Con riferimento, invece, ai dati relativi agli accessi delle donne ai centri antiviolenza nel 2019 emerge che:

  • Per il 90% dei casi, le donne sono di nazionalità italiana: di queste il 65% si è rivolto spontaneamente al centro antiviolenza anche se cresce la percentuale in invii fatti dagli altri soggetti della rete antiviolenza;
  • Nel 95% dei casi, la violenza si consuma in famiglia: infatti, nell’86% dei casi gli autori della violenza sono il partner e l’ex partner, nel 9% “parenti”;
  • le donne più “esposte” alla violenza sono le coniugate (42%), seguono le donne nubili (23%) e le donne separate/divorziate (21%);
  • la violenza è trasversale alle fasce di età, ai titoli di studio, alla condizione lavorativa anche se la percentuale più alta viene registrata tra donne che hanno età compresa tra i 30 e i 49 anni (62%); 
  • le tipologie di violenza denunciate confermano l’ordine di prevalenza dell’anno precedente: violenza prevalente è quella fisica (49%), seguita da quella psicologica (38%), dallo stalking (6%); anche se la violenza psicologica accompagna tutte le forme di violenza; 
  • il 56% delle donne si era già rivolto ad altri servizi prima di contattate il centro antiviolenza e, in diversi 
  • il 52 delle donne che si sono rivolte ai CAV ha denunciato (6% in più rispetto al 2018). Solo il 2% dei casi ha ritirato la denuncia. La percentuale così alta evidenzia che le donne si sentono più “pronte” a denunciare quando adeguatamente sostenute, come nel caso dell’accompagnamento fornito dai cav;
  • la mancanza di lavoro è un problema per molte delle donne che subiscono violenza: Il 45% delle donne non ha occupazione mentre il 17,5% delle donne ha un’occupazione precaria.
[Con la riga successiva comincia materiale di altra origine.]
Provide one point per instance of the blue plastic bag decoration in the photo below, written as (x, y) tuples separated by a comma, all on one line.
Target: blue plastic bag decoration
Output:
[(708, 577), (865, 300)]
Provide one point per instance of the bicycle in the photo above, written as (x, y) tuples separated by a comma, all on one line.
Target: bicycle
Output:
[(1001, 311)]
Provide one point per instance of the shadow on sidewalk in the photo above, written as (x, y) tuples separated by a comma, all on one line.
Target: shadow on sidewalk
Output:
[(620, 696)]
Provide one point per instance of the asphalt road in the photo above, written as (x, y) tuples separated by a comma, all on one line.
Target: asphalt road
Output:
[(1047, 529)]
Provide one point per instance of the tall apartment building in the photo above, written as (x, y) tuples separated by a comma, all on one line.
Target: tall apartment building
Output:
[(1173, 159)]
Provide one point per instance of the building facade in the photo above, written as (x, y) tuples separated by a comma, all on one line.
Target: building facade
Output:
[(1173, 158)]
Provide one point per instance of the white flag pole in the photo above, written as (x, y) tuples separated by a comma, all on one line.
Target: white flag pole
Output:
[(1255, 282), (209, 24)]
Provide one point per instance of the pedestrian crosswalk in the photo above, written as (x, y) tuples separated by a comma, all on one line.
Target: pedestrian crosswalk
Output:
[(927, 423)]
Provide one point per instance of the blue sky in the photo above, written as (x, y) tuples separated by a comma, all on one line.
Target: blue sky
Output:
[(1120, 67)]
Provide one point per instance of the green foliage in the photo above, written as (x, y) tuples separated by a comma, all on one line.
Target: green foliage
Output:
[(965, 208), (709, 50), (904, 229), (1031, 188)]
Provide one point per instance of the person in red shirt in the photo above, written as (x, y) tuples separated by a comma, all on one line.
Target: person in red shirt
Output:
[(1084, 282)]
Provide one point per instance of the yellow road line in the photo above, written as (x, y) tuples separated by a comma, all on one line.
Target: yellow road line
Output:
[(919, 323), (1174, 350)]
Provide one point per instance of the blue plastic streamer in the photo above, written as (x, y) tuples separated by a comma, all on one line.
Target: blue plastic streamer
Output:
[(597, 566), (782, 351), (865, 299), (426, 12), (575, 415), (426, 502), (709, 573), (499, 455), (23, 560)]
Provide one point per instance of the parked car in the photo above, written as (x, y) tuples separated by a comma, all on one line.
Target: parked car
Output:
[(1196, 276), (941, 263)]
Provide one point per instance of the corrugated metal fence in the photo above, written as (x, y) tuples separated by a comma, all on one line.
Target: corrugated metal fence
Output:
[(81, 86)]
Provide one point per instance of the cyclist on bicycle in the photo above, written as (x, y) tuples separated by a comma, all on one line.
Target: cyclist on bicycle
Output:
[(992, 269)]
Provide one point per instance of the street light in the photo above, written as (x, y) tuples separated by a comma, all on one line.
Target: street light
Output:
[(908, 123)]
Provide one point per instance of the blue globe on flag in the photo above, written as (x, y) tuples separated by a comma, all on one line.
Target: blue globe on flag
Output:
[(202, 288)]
Il dato mette  in evidenza l’importanza delle misure messe in campo dalla regione Puglia per sostenere l’autonomia delle donne, compresa quella abitativa e il reinserimento socio lavorativo: oltre alle specifiche risorse trasferite ai Comuni e ai centri antiviolenza per il sostegno ai percorsi di autonomia, anche abitativa, i servizi sociali dei comuni possono richiedere direttamente l’accesso al reddito di dignità, misura regionale di contrasto alla povertà e all’esclusione,  al fine di sostenere in maniera tempestiva le donne che affrontano il percorso di liberazione dalla violenza;
  • sono più di 100 le donne, quasi sempre seguite da figli minori, allontanate dalle loro abitazioni a causa della violenza intrafamiliare e inserite nelle case rifugio ad indirizzo segreto.